Myasthenia gravis. An autoimmune disorder in which antibodies target nicotinic acetylcholine receptors at the neuromuscular junction, producing fatigable skeletal muscle weakness. Acetylcholinesterase inhibitors (e.g. pyridostigmine) are a mainstay of symptomatic treatment.

Epilepsy. Many anticonvulsants work by enhancing GABAergic inhibition (benzodiazepines potentiate GABA-A receptors; vigabatrin inhibits GABA transaminase) or by reducing glutamatergic excitation (perampanel blocks AMPA receptors). Others act on voltage-gated sodium or calcium channels rather than directly on neurotransmitter systems.

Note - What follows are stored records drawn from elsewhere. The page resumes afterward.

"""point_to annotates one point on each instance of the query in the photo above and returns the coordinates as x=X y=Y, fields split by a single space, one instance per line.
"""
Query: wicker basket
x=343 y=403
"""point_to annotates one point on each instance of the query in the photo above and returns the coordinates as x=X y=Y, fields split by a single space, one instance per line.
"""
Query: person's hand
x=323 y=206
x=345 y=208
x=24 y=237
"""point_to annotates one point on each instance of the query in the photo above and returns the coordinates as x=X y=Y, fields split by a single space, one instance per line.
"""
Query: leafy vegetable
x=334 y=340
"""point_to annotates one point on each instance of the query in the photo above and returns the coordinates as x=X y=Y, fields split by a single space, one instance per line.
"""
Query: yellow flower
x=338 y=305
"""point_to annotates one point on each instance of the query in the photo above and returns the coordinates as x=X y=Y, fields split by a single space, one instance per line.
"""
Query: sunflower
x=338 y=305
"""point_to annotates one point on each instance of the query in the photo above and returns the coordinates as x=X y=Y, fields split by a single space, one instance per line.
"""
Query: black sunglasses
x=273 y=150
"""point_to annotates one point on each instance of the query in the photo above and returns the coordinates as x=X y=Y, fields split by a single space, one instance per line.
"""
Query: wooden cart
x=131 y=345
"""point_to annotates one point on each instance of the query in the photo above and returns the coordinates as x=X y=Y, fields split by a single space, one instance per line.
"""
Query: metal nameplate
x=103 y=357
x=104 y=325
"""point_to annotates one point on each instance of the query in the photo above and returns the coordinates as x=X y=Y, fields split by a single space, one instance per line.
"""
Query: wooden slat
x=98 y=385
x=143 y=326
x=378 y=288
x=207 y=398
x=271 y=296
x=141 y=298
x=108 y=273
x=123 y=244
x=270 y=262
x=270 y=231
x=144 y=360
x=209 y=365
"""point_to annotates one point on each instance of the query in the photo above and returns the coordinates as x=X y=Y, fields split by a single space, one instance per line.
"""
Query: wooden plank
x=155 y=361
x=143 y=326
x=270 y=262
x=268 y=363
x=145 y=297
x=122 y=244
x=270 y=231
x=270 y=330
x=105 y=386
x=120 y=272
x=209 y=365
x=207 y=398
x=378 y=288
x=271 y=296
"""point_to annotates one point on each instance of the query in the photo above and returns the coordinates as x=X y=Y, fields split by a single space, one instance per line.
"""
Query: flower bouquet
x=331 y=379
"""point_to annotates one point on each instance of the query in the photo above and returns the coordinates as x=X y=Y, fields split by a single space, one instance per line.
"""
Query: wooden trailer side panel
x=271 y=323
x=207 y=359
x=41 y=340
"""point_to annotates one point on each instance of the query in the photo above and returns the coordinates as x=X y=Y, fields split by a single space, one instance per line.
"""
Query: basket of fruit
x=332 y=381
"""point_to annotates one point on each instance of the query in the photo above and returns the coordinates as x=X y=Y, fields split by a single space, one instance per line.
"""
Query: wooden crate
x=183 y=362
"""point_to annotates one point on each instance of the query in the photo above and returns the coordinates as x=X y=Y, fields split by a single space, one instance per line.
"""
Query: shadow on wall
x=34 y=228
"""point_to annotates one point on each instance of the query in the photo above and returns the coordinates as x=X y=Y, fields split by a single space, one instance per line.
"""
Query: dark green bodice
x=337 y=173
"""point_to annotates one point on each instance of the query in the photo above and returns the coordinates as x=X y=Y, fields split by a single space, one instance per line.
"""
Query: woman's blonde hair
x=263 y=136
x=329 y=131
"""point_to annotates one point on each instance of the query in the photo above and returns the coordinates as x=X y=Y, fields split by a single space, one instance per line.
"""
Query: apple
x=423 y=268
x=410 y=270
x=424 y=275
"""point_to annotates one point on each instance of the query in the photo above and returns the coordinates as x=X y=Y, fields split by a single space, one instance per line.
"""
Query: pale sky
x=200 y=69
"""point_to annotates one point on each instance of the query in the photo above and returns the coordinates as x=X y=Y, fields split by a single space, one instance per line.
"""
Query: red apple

Addiction. Drugs of abuse converge on the mesolimbic dopamine system. Cocaine blocks DAT; amphetamines reverse DAT to cause dopamine efflux; opioids disinhibit VTA dopamine neurons via mu-opioid receptors on GABAergic interneurons; nicotine activates nicotinic receptors on VTA dopamine neurons directly. The resulting supraphysiological dopamine signal drives reinforcement learning that progressively shifts from goal-directed drug seeking to habitual compulsion.

Nerve agents and organophosphate poisoning. Organophosphates irreversibly inhibit acetylcholinesterase, causing uncontrolled accumulation of acetylcholine at both muscarinic and nicotinic synapses — producing a characteristic cholinergic crisis (salivation, lacrimation, urination, defecation, bronchospasm, bradycardia, muscle fasciculations, paralysis).